You'll notice there are no amounts given in the ingredient list. Just use what you have, as much or as little as it takes to make enough sandwiches to feed your horde. A carton or package of kalua pork makes 3-4 sandwiches.

  • SESAME SEED HAMBURGER BUNS, 1 or more packages
  • BUTTER, quite a bit, softened
  • BARBECUE SAUCE, store-bought or homemade.
  • SWEET ONION SLABS, 3-4" diameter, ¼" thick, one per sandwich
  • COLE SLAW, store-bought, KFC, or homemade

  1. Break up the kalua pork in a pan, squirt in a more-than-adequate amount of your favorite barbecue sauce. Mix and heat through.
  2. Butter the insides of the buns and pan toast them until golden brown. Remove them to your cutting board.
  3. Cover the bottom of a bun with an onion slab.
  4. Pile the BBQ kalua pork high on onion.
  5. Top with a ridiculous amount of cole slaw and the bun's top half. Try to keep the sandwich from toppling over.
  6. Serve with potato salad and a dill pickle spear (or 2, or 3), and plenty of napkins. Goes great with beer or an ice-cold Coca-Cola®.

Monday, November 28, 2016

Taco Cake

I found another winning recipe on Facebook a few weeks ago. If you love Mexican food—tacos in particular, I think you'll like this variation on regular tortilla tacos.

The only thing is that it's quite time-consuming. There's a lot of chopping and slicing to get the mise-en-place right.

I also spent quite a bit of time stacking the layers, trying to get the ingredients distributed evenly, all the way out to the edges. Didn't do too great a job; consequently, my "cake" bulged in the middle and sloped down the sides.

Yet, I will say it was delicious. I mean, what the heck, it was a giant taco and I love tacos!

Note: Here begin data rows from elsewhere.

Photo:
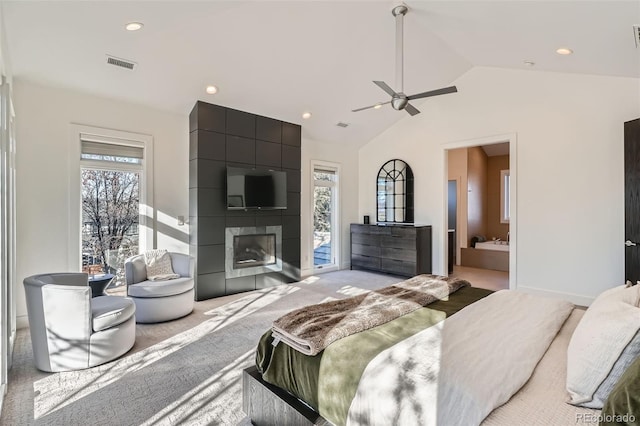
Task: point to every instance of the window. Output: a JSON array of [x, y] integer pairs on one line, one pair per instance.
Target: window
[[325, 214], [113, 195], [504, 196], [394, 192]]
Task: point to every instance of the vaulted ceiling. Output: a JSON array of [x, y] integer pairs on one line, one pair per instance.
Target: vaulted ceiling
[[281, 58]]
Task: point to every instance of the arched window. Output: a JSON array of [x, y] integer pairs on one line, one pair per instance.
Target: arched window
[[394, 192]]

  • GROUND BEEF, 1-1/2 pounds
  • TACO SEASONING MIX, 1 package 
  • BEEF STOCK, 2/3 cup
  • CORN NIBLETS, 1/2 cup
  • CHERRY TOMATOES, 1 cup, diced
  • BLACK OLIVES, 1 can, chopped
  • GREEN ONIONS, 1/2 cup, finely sliced 
  • CHEDDAR CHEESE, 1 cup, shredded

  1. Brown the ground beef, drain fat.
  2. Add taco seasoning and beef stock. Cook down 5-10 minutes.
  3. Spoon a couple of ladles of the beef mix onto a tortilla.
  4. Sprinkle on about 1/4 of the corn, tomatoes, olives, green onions and cheese.
  5. Repeat 3 more times.
  6. Top with the final tortilla and sprinkle on the remaining beef mixture and cheese.
  7. Bake at 350° for 10 minutes.
  8. Serve with sour cream, and salsa or pico de gallo.

Friday, November 18, 2016

Punahou Portuguese Bean Soup

Every year during the annual Punahou School Carnival weekend, my son brings home a container of Portuguese bean soup from the carnival. They’re pretty famous, you know—the carnival and the bean soup.

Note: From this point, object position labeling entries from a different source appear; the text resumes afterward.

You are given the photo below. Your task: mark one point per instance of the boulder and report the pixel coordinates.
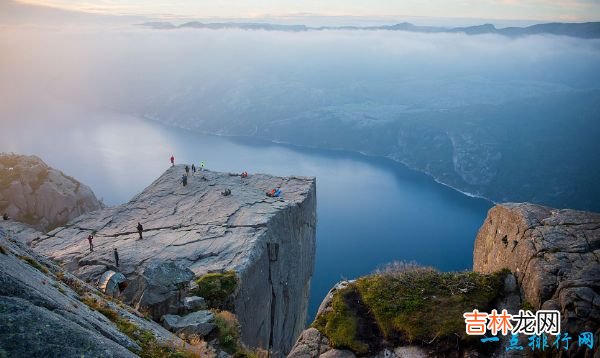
(194, 303)
(112, 283)
(44, 314)
(199, 323)
(43, 197)
(310, 344)
(554, 255)
(159, 288)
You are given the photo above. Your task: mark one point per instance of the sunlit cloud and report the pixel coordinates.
(546, 10)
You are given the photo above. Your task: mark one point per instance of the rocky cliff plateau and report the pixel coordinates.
(47, 312)
(194, 230)
(43, 197)
(525, 257)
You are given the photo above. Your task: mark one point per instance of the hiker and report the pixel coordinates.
(116, 256)
(140, 230)
(90, 238)
(274, 193)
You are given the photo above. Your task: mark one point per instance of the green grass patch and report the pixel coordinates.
(341, 324)
(419, 305)
(217, 289)
(151, 348)
(228, 335)
(33, 263)
(527, 306)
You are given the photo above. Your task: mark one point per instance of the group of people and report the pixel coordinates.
(274, 193)
(140, 230)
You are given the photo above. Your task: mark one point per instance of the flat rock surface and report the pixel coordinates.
(554, 254)
(269, 242)
(42, 314)
(194, 225)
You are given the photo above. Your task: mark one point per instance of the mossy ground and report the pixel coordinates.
(217, 289)
(419, 306)
(151, 348)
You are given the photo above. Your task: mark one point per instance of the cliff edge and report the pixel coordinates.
(526, 257)
(47, 312)
(40, 196)
(554, 254)
(194, 234)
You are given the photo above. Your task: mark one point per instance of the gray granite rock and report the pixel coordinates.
(194, 303)
(33, 192)
(554, 255)
(42, 311)
(268, 242)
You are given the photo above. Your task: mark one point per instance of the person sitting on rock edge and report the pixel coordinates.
(116, 253)
(140, 230)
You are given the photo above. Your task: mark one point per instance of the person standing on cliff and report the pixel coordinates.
(116, 253)
(140, 230)
(90, 238)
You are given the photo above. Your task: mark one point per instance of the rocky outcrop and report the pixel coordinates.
(46, 312)
(43, 197)
(554, 259)
(193, 230)
(554, 254)
(199, 323)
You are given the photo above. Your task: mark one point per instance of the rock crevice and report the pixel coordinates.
(268, 242)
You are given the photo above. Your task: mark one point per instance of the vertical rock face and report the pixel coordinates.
(554, 254)
(193, 230)
(34, 193)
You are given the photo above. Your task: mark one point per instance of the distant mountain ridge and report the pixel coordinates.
(587, 30)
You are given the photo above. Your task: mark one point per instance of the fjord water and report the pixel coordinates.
(370, 210)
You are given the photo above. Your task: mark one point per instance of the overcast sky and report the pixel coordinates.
(545, 10)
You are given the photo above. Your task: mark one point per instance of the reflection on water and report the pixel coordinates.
(370, 211)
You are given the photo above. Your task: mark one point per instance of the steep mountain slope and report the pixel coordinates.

I got to hankering for some bean soup a short while back, and looked up the recipe. It had one ingredient I’ve never put in my Portuguese bean soup before: Potatoes. So anyway, I thought I’d give it a try, tweaking it a tiny bit to my tastebuds’ expectations. Plus, it gave me a chance to use my new veggie chopper that I bought from a Facebook ad.

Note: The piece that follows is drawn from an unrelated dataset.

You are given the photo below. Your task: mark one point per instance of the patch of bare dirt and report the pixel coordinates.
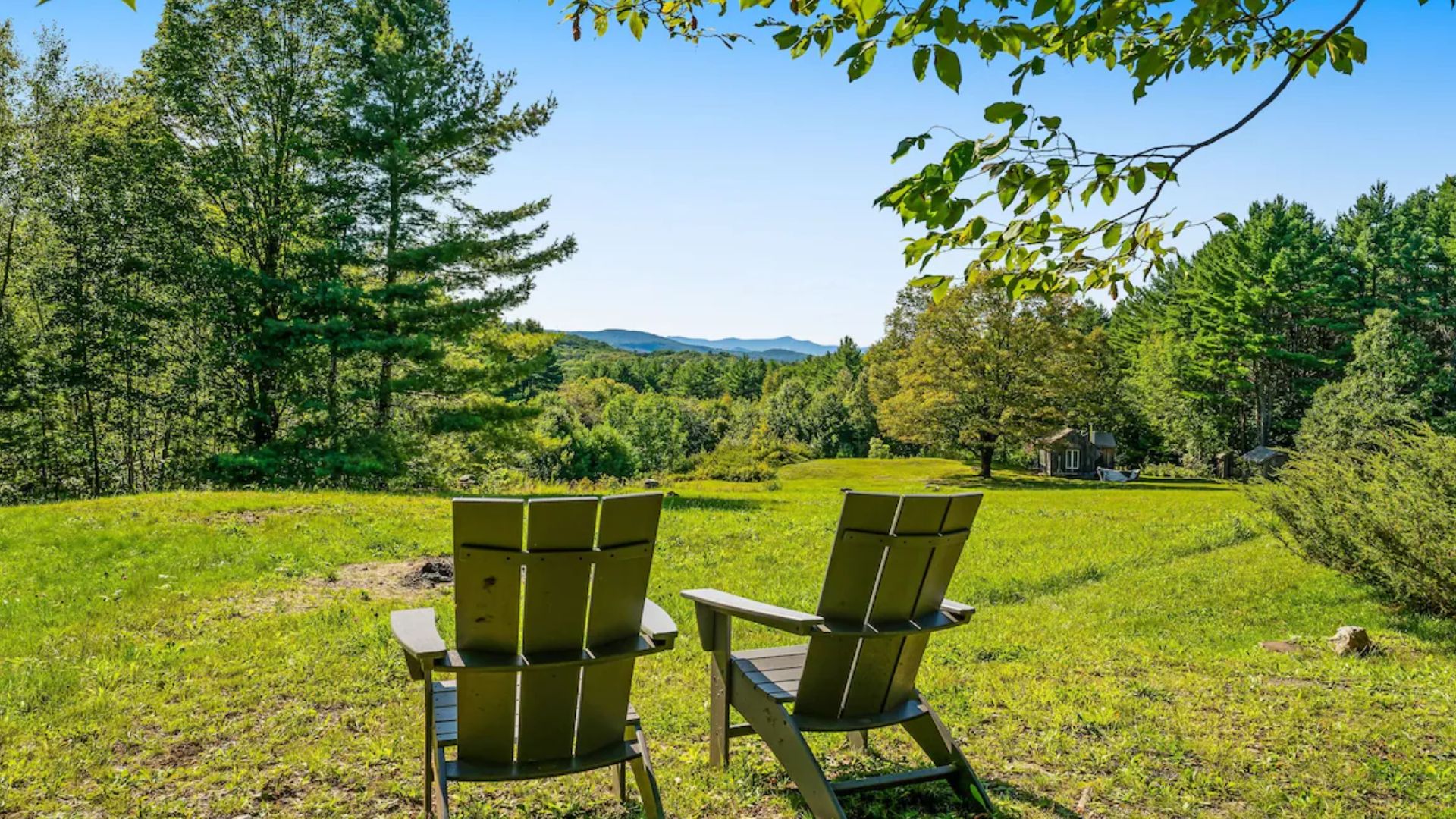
(253, 516)
(394, 579)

You know what? I like it! The soup and the chopper. Therefore, it’s the recipe I’ll be using from now-on-in, and I’ve thrown my old recipe away.

Just so you know, this recipe makes a lot of soup—at least a gallon, maybe more.

  • HAM BONE/HOCKS, 1-2 pounds
  • KIDNEY BEANS, two 15-ounce cans
  • POTATOES, 2 large, cubed
  • CARROTS, 3 large, diced
  • ONION, 1 medium, chopped
  • CRUSHED TOMATOES, one 16-ounce can
  • TOMATO SAUCE, one 16-ounce can
  • PORTUGUESE/LINGUISA SAUSAGE, at least 1 pound sliced in circles
  • ELBOW MACARONI, 1 cup uncooked
  • GARLIC, 2 cloves
  • SUGAR, 1 teaspoon
  • SALT, 1 teaspoon
  • PEPPER, 1/2 teaspoon
  • CABBAGE, 1 medium head, cubed

  1. Boil ham hocks or ham bone in 2 quarts of water, about an hour, until tender (save the stock). Cut meat from the bones, chop up.
  2. Bring ham stock back to a boil; chopped meat and all the remaining ingredients except the cabbage.
  3. Simmer for 1 hour, stirring frequently.
  4. If too thick, add a little water.
  5. Add the cabbage, cook another half-hour until tender.
  6. Taste for seasoning, and add more salt and pepper if needed.